Пожалуй, самый известный пример — индекс бигмака. Как и многие другие компании, McDonalds устанавливает разные цены в разных странах: выше — в богатых, ниже — в бедных. Отсюда способ расчета паритетной покупательной способности валют: если в Туземии бигмак в три раза дешевле, чем в США, то покупательная способность доллара там в три раза выше. Недалеко от правды, хотя для серьезных межстрановых исследований все же не годится.
Однажды я сама придумала (или воскресила) один такой показатель. На экономфаке МГУ надо было на примере сельского хозяйства времен нэпа проверить ленинский тезис о том, что из мелкотоварного производства растет капитализм. После революции землю поделили примерно поровну, я решила рассмотреть, растет ли концентрация — одни беднеют и продают свои наделы другим, идут в батраки, другие, наоборот, скупают и богатеют. В процессе выяснилось: количество бедных, зажиточных и богатых крестьян можно было определить по такому показателю, как наличие тараканов и клопов в доме.
У бедных не было ни крошки, поэтому в их избах не водились даже пруссаки, зажиточные могли себе позволить сытно питаться, и у них появлялись тараканы, но в доме было, что называется, семеро по лавкам в прямом смысле — спали на лавках, а не на кроватях, клопы к ним не заглядывали. Богатые же заводили настоящие кровати и пуховые перины — раздолье для кровососущих. Удивительно, что такая статистика вообще собиралась — наследие грамотной постановки дела еще при царском режиме.
Использование подобных наблюдений для прогнозирования стадий экономического цикла, пузырей на финансовом рынке или даже маркетинговой стратегии конкретной компании вовсе не бессмысленно. Обсуждать их могут и очень серьезные люди. Алан Гринспен, бывший глава ФРС США, усматривал корреляцию здоровья экономики с индексом продаж мужского белья. Мужчины, когда у них не все благополучно, занашивают белье до дыр, а новое покупать не спешат.
Впрочем, Гринспен не меньший шутник, чем его российский коллега Виктор Геращенко, и исподнее в качестве индикатора, наверное, выбрал для прикола, ведь динамика ВВП много с чем кореллирует. Но общий закон такой: в кризис меньше проваливаются продажи предметов первой необходимости, сильнее — того, без чего можно обойтись.
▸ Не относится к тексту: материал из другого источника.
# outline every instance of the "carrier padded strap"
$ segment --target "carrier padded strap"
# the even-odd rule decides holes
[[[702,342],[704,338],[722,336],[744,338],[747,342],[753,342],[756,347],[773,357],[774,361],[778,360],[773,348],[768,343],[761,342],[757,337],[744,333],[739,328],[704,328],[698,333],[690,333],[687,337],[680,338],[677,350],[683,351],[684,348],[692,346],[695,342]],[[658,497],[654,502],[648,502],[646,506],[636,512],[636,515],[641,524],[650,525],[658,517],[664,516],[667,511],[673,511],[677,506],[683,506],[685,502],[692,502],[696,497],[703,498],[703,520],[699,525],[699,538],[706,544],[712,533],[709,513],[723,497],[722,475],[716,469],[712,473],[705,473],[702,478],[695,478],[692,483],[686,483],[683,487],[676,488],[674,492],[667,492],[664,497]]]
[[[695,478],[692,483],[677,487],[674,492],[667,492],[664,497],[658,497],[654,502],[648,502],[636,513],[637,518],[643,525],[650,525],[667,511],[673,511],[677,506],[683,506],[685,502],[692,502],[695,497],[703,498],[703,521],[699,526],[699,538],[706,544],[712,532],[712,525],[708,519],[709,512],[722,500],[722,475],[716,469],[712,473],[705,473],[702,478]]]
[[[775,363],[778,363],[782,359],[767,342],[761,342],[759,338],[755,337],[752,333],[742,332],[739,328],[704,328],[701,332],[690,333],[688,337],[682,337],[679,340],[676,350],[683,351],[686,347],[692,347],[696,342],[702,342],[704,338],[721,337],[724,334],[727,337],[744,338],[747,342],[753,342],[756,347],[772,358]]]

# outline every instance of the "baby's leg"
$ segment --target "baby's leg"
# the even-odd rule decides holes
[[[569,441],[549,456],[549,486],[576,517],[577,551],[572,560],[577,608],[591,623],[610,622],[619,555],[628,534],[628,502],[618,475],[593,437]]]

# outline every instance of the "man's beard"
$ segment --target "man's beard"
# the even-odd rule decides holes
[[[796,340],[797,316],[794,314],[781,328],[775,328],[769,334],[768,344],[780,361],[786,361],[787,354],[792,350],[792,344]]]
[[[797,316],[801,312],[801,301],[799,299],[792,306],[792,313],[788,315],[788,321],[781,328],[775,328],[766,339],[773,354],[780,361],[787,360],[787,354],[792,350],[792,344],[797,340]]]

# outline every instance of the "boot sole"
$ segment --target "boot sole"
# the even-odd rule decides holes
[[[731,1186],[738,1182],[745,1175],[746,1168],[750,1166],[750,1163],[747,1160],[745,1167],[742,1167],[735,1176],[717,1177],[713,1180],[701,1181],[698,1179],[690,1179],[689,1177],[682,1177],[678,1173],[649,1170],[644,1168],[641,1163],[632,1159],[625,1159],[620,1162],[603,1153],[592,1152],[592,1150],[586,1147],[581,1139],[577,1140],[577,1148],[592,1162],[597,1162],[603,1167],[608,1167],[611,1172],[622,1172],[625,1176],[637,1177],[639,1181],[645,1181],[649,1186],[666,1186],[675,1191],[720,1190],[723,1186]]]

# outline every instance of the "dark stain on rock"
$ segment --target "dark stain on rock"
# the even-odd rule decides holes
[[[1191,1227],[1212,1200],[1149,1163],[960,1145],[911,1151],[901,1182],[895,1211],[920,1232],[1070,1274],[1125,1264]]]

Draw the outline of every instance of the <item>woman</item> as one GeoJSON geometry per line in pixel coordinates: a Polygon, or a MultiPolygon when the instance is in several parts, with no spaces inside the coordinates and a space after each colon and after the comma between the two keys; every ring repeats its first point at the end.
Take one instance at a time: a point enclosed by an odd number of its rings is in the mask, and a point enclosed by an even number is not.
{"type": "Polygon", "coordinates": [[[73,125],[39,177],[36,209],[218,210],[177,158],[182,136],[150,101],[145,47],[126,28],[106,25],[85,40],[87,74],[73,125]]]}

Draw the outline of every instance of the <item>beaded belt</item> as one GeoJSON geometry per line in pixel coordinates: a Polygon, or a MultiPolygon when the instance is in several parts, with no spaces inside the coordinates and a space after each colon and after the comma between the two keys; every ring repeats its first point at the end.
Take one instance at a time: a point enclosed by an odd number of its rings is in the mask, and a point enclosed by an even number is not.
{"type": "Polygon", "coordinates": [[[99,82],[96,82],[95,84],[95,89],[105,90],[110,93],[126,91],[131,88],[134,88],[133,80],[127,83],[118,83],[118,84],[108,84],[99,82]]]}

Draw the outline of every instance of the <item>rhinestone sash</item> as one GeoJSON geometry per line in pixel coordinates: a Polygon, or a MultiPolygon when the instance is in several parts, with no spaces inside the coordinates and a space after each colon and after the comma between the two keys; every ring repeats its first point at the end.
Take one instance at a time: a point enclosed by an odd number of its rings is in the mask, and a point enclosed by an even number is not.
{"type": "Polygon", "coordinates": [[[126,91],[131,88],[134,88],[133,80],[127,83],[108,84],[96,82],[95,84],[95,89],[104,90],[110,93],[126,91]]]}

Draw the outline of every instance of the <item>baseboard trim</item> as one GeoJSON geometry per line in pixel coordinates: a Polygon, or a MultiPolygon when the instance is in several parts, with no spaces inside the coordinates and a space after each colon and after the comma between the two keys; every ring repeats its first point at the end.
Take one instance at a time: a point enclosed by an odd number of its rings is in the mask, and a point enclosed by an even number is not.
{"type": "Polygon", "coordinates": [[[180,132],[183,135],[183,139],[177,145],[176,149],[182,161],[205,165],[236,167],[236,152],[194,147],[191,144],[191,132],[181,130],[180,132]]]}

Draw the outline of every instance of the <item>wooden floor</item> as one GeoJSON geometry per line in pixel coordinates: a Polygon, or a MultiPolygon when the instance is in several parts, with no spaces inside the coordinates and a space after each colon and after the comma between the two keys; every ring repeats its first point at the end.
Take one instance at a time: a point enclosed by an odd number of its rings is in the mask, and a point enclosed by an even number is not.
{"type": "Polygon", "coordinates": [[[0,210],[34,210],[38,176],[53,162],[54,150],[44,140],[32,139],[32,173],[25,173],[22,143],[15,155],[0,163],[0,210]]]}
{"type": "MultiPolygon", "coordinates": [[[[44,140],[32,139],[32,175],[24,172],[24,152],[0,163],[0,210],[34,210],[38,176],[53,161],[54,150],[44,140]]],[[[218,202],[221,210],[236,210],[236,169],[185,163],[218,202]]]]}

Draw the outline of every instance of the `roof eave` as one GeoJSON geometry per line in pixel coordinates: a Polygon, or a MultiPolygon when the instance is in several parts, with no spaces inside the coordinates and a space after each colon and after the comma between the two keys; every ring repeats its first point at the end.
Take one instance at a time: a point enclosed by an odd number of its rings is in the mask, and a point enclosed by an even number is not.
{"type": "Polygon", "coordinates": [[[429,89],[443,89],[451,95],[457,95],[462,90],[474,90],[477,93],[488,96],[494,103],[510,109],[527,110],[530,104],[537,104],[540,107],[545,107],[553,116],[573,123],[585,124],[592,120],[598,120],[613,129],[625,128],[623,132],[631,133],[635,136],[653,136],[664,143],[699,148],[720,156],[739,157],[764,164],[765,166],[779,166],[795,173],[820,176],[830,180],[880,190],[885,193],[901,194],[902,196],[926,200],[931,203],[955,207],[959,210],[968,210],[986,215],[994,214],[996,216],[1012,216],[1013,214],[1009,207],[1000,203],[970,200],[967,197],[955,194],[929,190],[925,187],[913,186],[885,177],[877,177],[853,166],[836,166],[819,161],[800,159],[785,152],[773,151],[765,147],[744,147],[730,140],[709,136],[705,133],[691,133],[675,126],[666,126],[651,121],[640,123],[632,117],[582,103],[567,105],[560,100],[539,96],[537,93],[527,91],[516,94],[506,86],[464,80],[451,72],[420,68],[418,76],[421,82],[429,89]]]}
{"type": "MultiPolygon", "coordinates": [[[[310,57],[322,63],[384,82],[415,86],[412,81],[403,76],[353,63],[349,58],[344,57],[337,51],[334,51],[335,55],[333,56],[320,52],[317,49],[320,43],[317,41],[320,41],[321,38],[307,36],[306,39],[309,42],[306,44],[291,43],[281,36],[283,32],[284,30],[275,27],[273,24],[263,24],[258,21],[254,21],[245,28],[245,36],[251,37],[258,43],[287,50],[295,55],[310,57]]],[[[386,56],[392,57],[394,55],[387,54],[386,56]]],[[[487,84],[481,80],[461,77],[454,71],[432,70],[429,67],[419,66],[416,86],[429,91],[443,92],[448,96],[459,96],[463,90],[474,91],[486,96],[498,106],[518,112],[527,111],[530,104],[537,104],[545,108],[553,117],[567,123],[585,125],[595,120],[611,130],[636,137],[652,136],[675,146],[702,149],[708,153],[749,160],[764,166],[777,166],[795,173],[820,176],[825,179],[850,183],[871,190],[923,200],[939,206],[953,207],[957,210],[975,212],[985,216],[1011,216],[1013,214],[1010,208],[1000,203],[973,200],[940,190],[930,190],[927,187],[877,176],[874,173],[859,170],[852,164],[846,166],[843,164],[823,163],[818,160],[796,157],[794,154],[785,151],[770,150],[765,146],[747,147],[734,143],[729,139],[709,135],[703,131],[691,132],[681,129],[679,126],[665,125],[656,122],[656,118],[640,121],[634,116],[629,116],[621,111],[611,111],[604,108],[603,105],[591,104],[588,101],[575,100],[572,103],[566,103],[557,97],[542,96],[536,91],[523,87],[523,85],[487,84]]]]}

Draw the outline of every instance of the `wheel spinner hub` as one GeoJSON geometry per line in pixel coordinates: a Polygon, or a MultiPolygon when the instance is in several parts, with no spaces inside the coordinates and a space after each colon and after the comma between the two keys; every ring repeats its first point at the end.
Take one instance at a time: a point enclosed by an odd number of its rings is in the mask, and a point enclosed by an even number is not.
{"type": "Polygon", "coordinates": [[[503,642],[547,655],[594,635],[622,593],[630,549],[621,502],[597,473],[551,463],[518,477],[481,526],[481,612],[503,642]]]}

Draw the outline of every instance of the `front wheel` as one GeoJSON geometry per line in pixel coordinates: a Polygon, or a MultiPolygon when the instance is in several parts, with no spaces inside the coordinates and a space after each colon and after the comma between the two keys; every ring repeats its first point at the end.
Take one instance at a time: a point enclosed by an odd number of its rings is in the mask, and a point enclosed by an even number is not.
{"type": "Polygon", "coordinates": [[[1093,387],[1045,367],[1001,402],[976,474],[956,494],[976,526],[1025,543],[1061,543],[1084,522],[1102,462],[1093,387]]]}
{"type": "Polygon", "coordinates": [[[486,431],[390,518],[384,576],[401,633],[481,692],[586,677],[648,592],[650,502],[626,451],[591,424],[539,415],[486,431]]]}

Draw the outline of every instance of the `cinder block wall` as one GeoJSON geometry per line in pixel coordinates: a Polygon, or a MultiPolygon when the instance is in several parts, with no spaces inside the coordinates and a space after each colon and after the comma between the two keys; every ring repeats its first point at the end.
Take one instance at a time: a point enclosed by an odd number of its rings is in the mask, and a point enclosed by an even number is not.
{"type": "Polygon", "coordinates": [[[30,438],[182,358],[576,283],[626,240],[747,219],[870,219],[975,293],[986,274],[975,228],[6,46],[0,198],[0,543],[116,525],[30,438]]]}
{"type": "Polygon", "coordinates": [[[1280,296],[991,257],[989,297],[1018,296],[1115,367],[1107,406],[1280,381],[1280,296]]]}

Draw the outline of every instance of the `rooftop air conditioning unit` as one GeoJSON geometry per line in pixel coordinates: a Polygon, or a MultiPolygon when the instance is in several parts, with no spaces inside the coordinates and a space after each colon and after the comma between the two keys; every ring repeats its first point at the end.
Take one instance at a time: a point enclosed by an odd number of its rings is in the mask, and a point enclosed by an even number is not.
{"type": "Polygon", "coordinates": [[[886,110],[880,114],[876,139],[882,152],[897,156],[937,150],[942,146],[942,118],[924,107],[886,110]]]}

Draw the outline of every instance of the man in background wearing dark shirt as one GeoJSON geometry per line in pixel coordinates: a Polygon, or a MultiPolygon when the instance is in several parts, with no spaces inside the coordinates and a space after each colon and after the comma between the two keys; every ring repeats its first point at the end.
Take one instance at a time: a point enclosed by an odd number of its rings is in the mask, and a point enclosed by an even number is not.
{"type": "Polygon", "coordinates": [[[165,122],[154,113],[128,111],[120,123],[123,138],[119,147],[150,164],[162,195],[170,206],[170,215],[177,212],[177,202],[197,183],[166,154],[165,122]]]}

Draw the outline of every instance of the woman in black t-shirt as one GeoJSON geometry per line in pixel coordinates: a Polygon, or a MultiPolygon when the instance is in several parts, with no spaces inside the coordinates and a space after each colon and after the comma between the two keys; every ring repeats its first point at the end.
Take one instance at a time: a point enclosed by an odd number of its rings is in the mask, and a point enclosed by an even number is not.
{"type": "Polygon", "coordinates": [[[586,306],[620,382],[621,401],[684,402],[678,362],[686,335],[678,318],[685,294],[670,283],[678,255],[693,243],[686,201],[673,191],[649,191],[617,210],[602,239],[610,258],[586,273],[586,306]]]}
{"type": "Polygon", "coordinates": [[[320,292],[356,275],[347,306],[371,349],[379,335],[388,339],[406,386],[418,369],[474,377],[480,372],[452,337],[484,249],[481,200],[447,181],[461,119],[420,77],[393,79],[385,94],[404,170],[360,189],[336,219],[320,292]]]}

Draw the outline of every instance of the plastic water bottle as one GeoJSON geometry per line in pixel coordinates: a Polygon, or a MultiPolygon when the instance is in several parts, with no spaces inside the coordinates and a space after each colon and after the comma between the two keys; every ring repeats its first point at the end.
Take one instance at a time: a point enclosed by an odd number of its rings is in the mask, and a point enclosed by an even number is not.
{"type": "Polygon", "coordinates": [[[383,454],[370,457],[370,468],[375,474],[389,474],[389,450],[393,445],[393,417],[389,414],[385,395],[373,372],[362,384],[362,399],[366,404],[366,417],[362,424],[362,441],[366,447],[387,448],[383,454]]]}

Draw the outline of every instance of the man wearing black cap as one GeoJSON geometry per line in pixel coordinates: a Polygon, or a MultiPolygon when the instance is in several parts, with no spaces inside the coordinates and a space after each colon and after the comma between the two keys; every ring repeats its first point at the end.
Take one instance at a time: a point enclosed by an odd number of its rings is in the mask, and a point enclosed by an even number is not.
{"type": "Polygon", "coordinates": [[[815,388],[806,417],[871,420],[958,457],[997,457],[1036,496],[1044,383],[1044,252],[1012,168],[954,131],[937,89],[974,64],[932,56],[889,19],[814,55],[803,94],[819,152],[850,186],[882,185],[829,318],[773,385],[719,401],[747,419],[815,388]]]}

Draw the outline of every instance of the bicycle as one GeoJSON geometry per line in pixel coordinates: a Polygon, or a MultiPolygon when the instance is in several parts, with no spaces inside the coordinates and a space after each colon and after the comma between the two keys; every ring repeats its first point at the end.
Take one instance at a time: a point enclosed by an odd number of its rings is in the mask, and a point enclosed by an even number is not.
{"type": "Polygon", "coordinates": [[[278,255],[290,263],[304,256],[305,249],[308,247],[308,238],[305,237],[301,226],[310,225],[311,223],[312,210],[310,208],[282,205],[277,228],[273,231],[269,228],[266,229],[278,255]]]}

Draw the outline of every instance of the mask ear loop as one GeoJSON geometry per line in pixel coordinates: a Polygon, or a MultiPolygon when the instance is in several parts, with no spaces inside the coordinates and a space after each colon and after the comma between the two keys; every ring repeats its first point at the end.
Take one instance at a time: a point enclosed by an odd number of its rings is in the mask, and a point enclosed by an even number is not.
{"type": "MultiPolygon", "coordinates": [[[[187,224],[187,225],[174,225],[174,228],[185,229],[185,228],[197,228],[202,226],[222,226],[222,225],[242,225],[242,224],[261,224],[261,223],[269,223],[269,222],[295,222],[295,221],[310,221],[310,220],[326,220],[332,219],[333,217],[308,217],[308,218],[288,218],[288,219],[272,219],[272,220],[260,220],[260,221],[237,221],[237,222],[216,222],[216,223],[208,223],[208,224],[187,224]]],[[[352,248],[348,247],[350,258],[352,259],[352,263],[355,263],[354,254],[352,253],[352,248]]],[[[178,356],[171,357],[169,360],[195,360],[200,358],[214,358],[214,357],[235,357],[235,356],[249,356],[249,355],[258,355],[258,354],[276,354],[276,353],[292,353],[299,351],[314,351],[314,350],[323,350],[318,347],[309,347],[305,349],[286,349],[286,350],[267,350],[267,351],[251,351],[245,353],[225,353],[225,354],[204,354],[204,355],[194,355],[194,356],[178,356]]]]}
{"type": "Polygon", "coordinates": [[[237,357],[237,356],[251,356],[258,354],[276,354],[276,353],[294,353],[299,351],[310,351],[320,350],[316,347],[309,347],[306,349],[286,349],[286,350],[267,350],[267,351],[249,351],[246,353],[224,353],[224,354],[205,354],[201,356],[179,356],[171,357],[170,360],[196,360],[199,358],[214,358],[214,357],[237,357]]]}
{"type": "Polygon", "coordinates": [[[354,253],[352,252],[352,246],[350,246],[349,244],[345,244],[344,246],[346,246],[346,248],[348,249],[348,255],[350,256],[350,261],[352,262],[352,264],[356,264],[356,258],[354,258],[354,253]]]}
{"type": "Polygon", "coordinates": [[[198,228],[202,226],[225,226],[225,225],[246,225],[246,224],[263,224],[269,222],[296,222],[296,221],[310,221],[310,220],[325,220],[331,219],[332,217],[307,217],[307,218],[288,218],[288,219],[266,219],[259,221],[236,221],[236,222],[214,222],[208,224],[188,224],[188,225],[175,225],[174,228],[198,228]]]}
Отсюда такие индикаторы, как продажи консервированной фасоли: считается, что в кризис экономят на еде и больше едят дешевых консервов. Или чисто британский показатель потребления пива в барах: в кризис больше пьют дома. В кризисном 2009-м продажи фасоли в Великобритании выросли на 23%, а персонал баров был сокращен на 12%.
Леонард Лаудер, председатель совета директоров компании "Эсте Лаудер", заметил, что в непростом 2001 году продажи губной помады подскочили сразу на 11%, и предложил этот показатель в качестве индикатора рецессии. Якобы в кризис женщины отказывают себе в новых сумках и туфлях, зато покупают больше помады — в качестве компенсации. У этой идеи нашлись сторонники, которые проанализировали статистику за много лет и обнаружили, что во время Великой депрессии продажи помады выросли на целых 25%. Впрочем, если тренд и существовал, то с 2007 года перевернулся. Продажи помады стали падать вместе с ВВП, а вот лаков для ногтей — расти. Новая мода? Кстати, вполне возможно, что идея Лаудера — просто нетривиальный маркетинговый ход, способ напомнить, что помада — недорогой способ утолить жажду шопинга.
Если женщины перестают покупать себе новые сумки, то растет количество крокодилов на фермах во Флориде. Нет спроса на кожу, нет смысла убивать крокодилов, они плодятся и размножаются.
Во время рецессии не только чаще используют скидочные купоны, но и выбрасывают на рынок гораздо больше участков на кладбище — заранее заготовленных мест рядом с покойным супругом. На вырученные деньги можно какое-то время жить, а участок уж точно не предмет первой необходимости.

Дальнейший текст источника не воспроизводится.